In an organization of about 25 United States Air Force personnel and 15 Department of Defense civilians, it is certainly a unique and wonderful experience being the sole Canadian in an entirely American organization. I am fully integrated within the Squadron and am embraced to focus on our common NORAD mission.
(In total, more than 35 Canadian Forces personnel work with the Canadian Detachment in support of the ANR at JBER near Anchorage.)
My current focal point is to oversee and monitor mid- to long-term project upgrades of ANR radars. I also champion movements on how to efficiently and effectively distribute radar and communications feeds to create maximum redundancy across the North.
This endeavor, I anticipate, will further link Canadian NORAD Region (CANR) and ANR together, creating an even stronger communications link and partnership across the North.
One incredible aspect of my job is the opportunity to travel to some of the remote radar locations across Alaska. I have been fortunate enough to travel in a USAF C-12 [a twin-engine turboprop aircraft manufactured by Beechcraft] to Sparrevohn, Tatalina, and Barter Island in Alaska.
At Barter Island in the Beaufort Sea, I had the wonderful experience of seeing the first Distant Early Warning Line (DEW) radar station, which is still holding strong to this day.
(Barter Island was a major trade center (circa 1900) for the Inupiat people and was especially important as a bartering place for Inupiat from Alaska and Inuit from Canada, hence its name.)
At Barter Island every year, the Inupiat people [near the community of Kaktovik] catch whales, and discard the unwanted parts of the hunt on the Island, attracting numerous polar bear every year, like clockwork.
On my trip in September 2012, I saw nine polar bears, having missed the 70 that were there at the same time only one week before.
Communications infrastructure certainly takes you to some very interesting areas of the world!
The North is a wonderful and majestic place. The ground is untouched by human presence. Flying above much of Alaska, I see no fields, roads, or power lines – no signs of smoke or pollution. This peaceful, rugged expanse is quite honestly one of the last frontiers of America.
I have experienced the Arctic in places such as Thule, Greenland, as well as Fort MacPherson, N.W.T., and Canadian Forces Station Alert, Nunavut, where I spent three months in 2006 as an officer cadet doing “on-the-job training”.
Now, having a slightly broader perspective of the Arctic (albeit largely from a military perspective), I have come to cultivate a fondness to the North American Arctic. The Arctic is the only spot I know of where you can stop your car, turn off the engine, get out, and experience absolute silence.
However, as the North is experiencing more change from one year to the next, we must pause for a moment and consider something. There is the potential that this eerie silence and untouched landscape may not fully exist within the lifetime of our next generation.

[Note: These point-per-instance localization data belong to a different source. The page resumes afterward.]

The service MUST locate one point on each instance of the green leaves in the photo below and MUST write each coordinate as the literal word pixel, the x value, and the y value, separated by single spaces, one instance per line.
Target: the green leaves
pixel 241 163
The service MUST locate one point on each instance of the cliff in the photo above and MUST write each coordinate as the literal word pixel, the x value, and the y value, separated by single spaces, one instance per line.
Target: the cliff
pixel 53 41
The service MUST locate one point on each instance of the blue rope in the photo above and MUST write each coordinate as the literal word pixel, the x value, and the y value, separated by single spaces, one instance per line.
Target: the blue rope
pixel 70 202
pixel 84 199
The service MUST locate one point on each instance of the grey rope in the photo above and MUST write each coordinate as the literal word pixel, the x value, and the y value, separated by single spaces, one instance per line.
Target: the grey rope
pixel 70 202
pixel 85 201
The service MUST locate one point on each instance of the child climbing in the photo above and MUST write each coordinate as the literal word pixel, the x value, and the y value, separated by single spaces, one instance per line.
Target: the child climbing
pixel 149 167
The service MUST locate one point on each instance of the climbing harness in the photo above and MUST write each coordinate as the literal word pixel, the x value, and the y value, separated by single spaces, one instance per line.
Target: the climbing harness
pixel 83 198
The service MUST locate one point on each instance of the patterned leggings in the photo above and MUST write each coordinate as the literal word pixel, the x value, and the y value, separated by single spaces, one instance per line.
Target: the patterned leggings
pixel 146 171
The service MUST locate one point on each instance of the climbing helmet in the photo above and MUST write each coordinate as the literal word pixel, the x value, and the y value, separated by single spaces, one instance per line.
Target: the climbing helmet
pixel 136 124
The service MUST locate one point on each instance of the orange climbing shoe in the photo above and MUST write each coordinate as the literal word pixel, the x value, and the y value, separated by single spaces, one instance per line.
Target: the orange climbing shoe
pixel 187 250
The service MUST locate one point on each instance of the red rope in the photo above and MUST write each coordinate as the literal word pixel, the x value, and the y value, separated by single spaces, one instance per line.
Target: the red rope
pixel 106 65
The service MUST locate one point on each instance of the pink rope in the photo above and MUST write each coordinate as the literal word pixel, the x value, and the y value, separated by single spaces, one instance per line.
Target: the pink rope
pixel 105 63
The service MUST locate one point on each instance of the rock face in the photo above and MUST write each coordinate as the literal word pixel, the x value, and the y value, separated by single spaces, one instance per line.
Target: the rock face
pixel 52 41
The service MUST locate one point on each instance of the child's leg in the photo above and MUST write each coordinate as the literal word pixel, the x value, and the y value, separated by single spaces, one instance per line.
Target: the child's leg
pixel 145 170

I do genuinely feel that the North is certainly something worth protecting. In order to keep up with this changing environment I believe it is important that Canadians, Americans, and members of our armed forces stay ahead of the curve, and continue to invest our thoughts, our ideas, and our continued presence in the North.
Working with the United States in the Arctic is a very unique and gratifying experience. I find both Canada and the U.S. take great pride in the North, and we both experience and appreciate this land in similar ways. As the distance narrows between the lines of longitude towards the North Pole, the Arctic becomes ever increasingly a smaller and smaller place; sets of values will need to be shared and many countries will need to cooperate and embrace this area together.
I believe Canada and the U.S. have been, and continue to be pioneers in leading the way, sharing partnered responsibility for protection of our territories through the NORAD mission, helping to keep this last brilliant wilderness glorious and free while we move north to the future.